Java Modules for Regular Expressions

Pattern / Matcher / MatchResult

Java offers modules for implementing regular expressions through the package java.util.regex This defines two major classes Pattern and Matcher; along with the interface MatchResult. These can be used in our code to implement Regular Expressions. We an have an Exception class - PatternSyntaxException - which is thrown if the syntax of the Regex pattern is not good. The typical way to proceed is as follows:
  1. Identify the regular expression for the requirement
  2. Compile the string holding this regular expression into a Pattern
  3. Get a Matcher for the Pattern and the target string and then Check if the target string 'matches' the pattern.

Pattern

The pattern class has the following important methods:
MethodDescription
static Pattern compile(String regex)This is the factory method for this class. It compiles the given regex and return the instance of Pattern.
Matcher matcher(CharSequence input)For the given Pattern and the input string, it creates a Matcher object that describes how Pattern matches with the given input.
static boolean matches(String regex, CharSequence input)It works as the combination of compile and matcher methods. It compiles the regular expression and matches the given input with the pattern.
String[] split(CharSequence input)splits the given input string around matches of given pattern.
String pattern()returns the regex pattern.

Matcher

It implements MatchResult interface.
MethodDescription
boolean matches()This tests for an exact match.

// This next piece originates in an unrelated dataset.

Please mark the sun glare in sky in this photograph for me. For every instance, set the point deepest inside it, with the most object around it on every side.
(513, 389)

Returns true if the input matches patterns end to end.
boolean find()This checks for a kind of "contains" match. Not just that, it moves the cursor to the match found. There could be multiple matches within the string. Each invocation of find() method will move the cursor to the next match.
boolean find(int start)Essentially the same as find(). But it starts the matching process after skipping the first few characters (as defined by start). Every call to find(4) will start afresh from the 4th character.
String group()returns the matched subsequence.
int start()This is meaningful only if called after a successfully find() or find(start). It returns the starting index of the matched subsequence.
int end()returns the ending index of the matched subsequence.
int groupCount()This returns the total number of the matched subsequence.

Example

Suppose we want to write code that identifies if the string starts with a number followed white space. Here, we start with developing a regular expression. For a string starting with a number followed by white space, the regular expression would be "\d+\s"
package com.solegaonkar.learnjava;

import java.util.regex.*;

public class RegexExample1{
 public static void main(String args[]){
  //1st way
  Pattern p = Pattern.compile("\\d+\\s+");//. represents single character
  Matcher m = p.matcher("123 234 ");
  while (m.find()) {
   System.out.printf("%s: %d: %d\n", m.group(), m.start(), m.end());
  }
  boolean b = m.matches();

  m = p.matcher("123 234 123 456 677 666");
  if (m.find(5)) {
    System.out.printf("%s: %d: %d\n", m.group(), m.start(), m.end());
  }
  if (m.find(4)) {
    System.out.printf("%s: %d: %d\n", m.group(), m.start(), m.end());
  }
  boolean b1 = m.matches();

  //2nd way
  boolean b2=Pattern.compile("\\d+\\s.*").matcher("12 ds").matches();

  //3rd way
  boolean b3 = Pattern.matches("\\d+\\s.*", "123 fds");

  System.out.println(b+" "+b2+" "+b3);
 }
}
123 : 0: 4
234 : 4: 8
34 : 5: 8
234 : 4: 8
false true true
Note that we use \\ instead of \ in the regex string. This is because \ is a special character in the string and we need to escape it with another \.